|
Published: July 02, 2009 09:19 pm
HISD trustees OK additional assistant superintendent
By Mary Rainwater
Staff Reporter
To help ease administrative burdens in the district, Huntsville Independent School District trustees gave their OK to the hiring of an assistant superintendent for learning and accountability during a called meeting Thursday.
“A few years ago we had a few more administrators, but did away with them and redirected those funds for use at our campuses,” HISD Superintendent Dr. Richard Montgomery said at the meeting. “Now we have a situation where our current administrators have taken on a lot of responsibilities, which can be overwhelming.”
Montgomery was very grateful to current staff members who had had gone the extra mile for the district, and was pleased to offer them some relief through the new position.
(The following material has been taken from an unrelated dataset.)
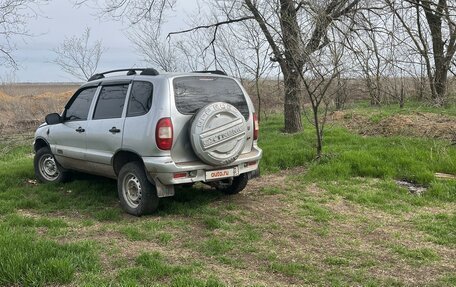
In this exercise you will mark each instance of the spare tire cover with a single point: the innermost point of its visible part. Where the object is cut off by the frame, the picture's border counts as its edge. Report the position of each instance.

“This new position will give us someone to serve as an overseer of our curriculum and assessment areas, giving us back what we once had, but with a different flavor,” the superintendent said.
Based on Montgomery’s recommendation, the board hired Coppell ISD principal Dr. Juneria Berges to serve in the role.
“Dr. Berges is principal at Coppell Middle School North (located in the Dallas area),” Montgomery said. “She was assigned to the campus when it was opened in 1999 — charged with the task of fully staffing it with teachers.
“For the past 10 years, the CISD school has received an ‘exemplary’ state rating,” he added. “Prior to that, Berges was employed at Grapevine ISD, serving as principal at the first campus in that district to ever be designated as a Blue Ribbon School.”
Berges will begin her role in the district around Aug. 1, Montgomery said, and “has every intention” to move to the district and become part of the community.
“Even with a bare bones staff over the past several years, we have had a lot of success,” board president Dr. Karin Williams said. “But we are kind of limping along.
“We have brought in consultants to help us in this area, but those people are not in the district to know what our needs really are,” she added. “I am glad to see that the district is in a position where we can do more.”
Also during the meeting, trustees approved entering in to contracts with two school software companies — DecisionEd Group, Inc. and eduphoria! SchoolObjects.
“The district has received an allotment of $782,205 in federal stimulus funds to use for education purposes,” Montgomery explained to the board. “It was recommended that a good way to spend that money was in the area of technology.”
HISD Director of Elementary Instruction Cherie Meroney spoke to the board about the two software purchases.
DecisionEd is a record warehousing program, that will allow administrators fast access to multiple student records.
“Right now, if a student needs an intervention and we have to look up several reports, we have to access each reporting program separately,” Meroney explained. “We have all these different systems that don’t talk to each other, making it difficult to get reports in a timely manner.”
DecisionEd uses a ‘dashboard’ format that stores multiple student reports, including attendance records, grades, TAKS scores, discipline reports and more.
“The software will give us all the numbers we need in just a few clicks,” Meroney said. “It sits on top of the programs we already have and puts everything in a central location.”
Cost of DecisionEd totals $342,000 for the first two years, with an optional annual maintenance and support fee of $27,000.
Also using federal stimulus money, the $54,100 eduphoria! School Objects software contract was OK’d by trustees.
“We currently use eduphoria for our staff evaluation, or PDAS, reporting,” Meroney said. “But the company offers and entire suite of software covering lesson plans, work orders, testing and more.
“It is an easier, more comprehensive software, plus the renewal fees are cheaper.”
According to Meroney, eduphoria will replace the district’s current DMAC software and will run parallel with it until the record changeover is complete.